Just like any district court, an MDL court undoubtedly has inherent managerial power over its docket. (It is a profound pity how some MDL courts decide that the best management strategy is to do nothing and wait out the parties until they settle.  But we digress.) in any event, managing an MDL docket is limited to the cases actually in that docket.  Thus, “the authority to conduct multidistrict litigation does not alter the inherent limits on a district court to manage only its docket at the exclusion of cases beyond the MDL.”  The PLC endeavored to evade this limitation by recharacterizing the assessments as recoveries from counsel rather than the Hair Relaxer claimants.

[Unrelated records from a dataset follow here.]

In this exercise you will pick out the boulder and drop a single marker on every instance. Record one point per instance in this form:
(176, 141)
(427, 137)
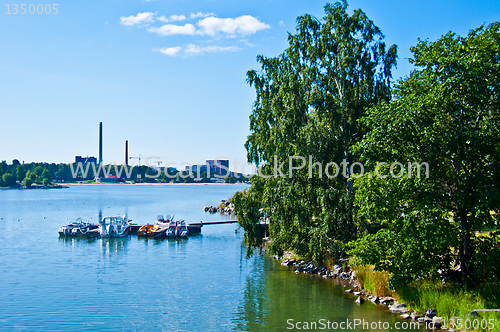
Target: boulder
(473, 314)
(398, 308)
(386, 300)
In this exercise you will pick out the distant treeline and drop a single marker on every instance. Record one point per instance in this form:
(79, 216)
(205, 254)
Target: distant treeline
(25, 175)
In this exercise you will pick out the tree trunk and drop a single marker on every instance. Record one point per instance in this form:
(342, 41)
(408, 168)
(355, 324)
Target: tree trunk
(464, 249)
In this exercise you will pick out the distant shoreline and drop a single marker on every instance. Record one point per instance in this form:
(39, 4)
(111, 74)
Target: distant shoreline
(152, 184)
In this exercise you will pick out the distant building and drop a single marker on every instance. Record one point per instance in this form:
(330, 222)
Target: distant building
(223, 163)
(84, 160)
(108, 179)
(215, 166)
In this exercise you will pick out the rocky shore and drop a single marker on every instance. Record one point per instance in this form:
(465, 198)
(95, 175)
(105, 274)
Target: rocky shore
(347, 278)
(225, 207)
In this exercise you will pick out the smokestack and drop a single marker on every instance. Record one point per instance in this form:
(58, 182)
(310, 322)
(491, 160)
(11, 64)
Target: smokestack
(126, 153)
(100, 142)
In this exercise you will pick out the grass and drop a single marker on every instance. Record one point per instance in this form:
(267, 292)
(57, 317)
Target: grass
(450, 301)
(373, 281)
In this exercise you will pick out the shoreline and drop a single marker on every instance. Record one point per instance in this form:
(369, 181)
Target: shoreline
(151, 184)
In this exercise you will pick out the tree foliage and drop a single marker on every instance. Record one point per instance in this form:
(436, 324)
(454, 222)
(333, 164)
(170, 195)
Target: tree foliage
(446, 113)
(308, 101)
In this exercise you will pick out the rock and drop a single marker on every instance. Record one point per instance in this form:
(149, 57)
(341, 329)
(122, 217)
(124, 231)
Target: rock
(386, 300)
(398, 308)
(344, 275)
(415, 315)
(431, 313)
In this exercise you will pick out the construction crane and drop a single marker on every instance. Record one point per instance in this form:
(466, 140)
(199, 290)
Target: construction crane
(137, 158)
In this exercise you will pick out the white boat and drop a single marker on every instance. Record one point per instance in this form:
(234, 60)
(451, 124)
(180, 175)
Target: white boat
(116, 226)
(182, 230)
(177, 229)
(76, 228)
(160, 221)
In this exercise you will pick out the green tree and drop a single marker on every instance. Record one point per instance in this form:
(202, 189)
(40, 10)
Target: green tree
(308, 101)
(8, 180)
(27, 182)
(446, 113)
(21, 173)
(3, 167)
(38, 170)
(46, 175)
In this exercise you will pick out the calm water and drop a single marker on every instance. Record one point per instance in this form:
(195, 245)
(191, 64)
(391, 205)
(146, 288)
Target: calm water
(203, 283)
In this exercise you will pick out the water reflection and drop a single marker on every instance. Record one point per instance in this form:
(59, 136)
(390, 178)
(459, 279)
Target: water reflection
(275, 296)
(113, 245)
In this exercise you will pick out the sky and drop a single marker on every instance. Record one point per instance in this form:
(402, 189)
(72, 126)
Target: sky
(169, 76)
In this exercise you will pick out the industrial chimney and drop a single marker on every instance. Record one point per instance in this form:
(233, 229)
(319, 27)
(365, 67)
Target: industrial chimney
(100, 142)
(126, 153)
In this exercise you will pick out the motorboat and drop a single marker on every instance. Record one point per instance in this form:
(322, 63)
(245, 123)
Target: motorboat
(76, 228)
(182, 230)
(160, 221)
(177, 229)
(171, 229)
(148, 230)
(116, 226)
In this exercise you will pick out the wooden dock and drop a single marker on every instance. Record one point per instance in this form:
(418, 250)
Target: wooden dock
(201, 223)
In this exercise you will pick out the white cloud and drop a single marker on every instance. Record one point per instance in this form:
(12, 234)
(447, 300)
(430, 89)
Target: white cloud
(194, 49)
(200, 14)
(146, 17)
(191, 49)
(243, 25)
(170, 51)
(162, 19)
(172, 29)
(177, 17)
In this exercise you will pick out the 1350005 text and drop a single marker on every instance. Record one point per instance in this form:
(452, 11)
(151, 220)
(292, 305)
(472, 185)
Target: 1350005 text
(31, 9)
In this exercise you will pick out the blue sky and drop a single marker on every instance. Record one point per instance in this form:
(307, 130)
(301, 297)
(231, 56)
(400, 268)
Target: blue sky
(169, 76)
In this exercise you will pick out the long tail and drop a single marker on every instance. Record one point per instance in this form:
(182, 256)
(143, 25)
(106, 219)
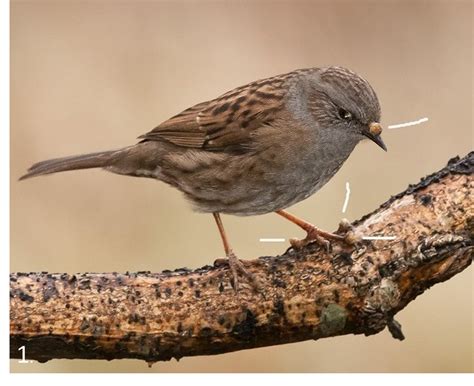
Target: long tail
(84, 161)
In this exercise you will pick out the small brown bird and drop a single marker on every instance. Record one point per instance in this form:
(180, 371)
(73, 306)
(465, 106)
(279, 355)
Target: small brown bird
(257, 149)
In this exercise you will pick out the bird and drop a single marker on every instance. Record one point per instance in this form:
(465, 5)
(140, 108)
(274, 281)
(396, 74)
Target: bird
(256, 149)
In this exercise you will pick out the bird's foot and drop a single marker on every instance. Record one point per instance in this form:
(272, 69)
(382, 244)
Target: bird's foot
(344, 235)
(237, 267)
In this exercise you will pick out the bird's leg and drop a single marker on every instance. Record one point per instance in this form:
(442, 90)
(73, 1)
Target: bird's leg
(235, 264)
(313, 234)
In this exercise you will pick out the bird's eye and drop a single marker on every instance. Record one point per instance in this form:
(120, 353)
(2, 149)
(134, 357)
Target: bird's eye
(344, 114)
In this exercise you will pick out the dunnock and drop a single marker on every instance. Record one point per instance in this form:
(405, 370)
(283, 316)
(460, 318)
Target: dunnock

But recoveries come from the clients, and the MDL court is not permitted to pick the pockets of clients who are not in the MDL. 

Contract Law

A contractual agreement among counsel to pay holdbacks would be enforceable, but that sort of participation agreement simply did not exist here.  (This is further proof that the objecting plaintiff firm was plenty smart.). 

Assessment

The objecting plaintiff firm did not win on every issue.  It argued that the PLC’s proposed 11% assessment was “extremely high” and “premature.”  On this issue the court sided with the PLC, not the objector.  The court sort of looked at comps, the way house hunters do. The court found multiple MDLs with common benefit holdbacks between 8% and 16%, and concluded that the 11% figure (coincidentally amounting to a third of a third) was an appropriate amount for those plaintiffs in the MDL.  The objector argued that the 11% figure was inappropriate in a case, such as the Hair Relaxer MDL, where the plaintiffs claimed that the product gave them cancer.  The court saw no support for this argument. So the PLC will get paid what it wants, but the sources of such payment were circumscribed.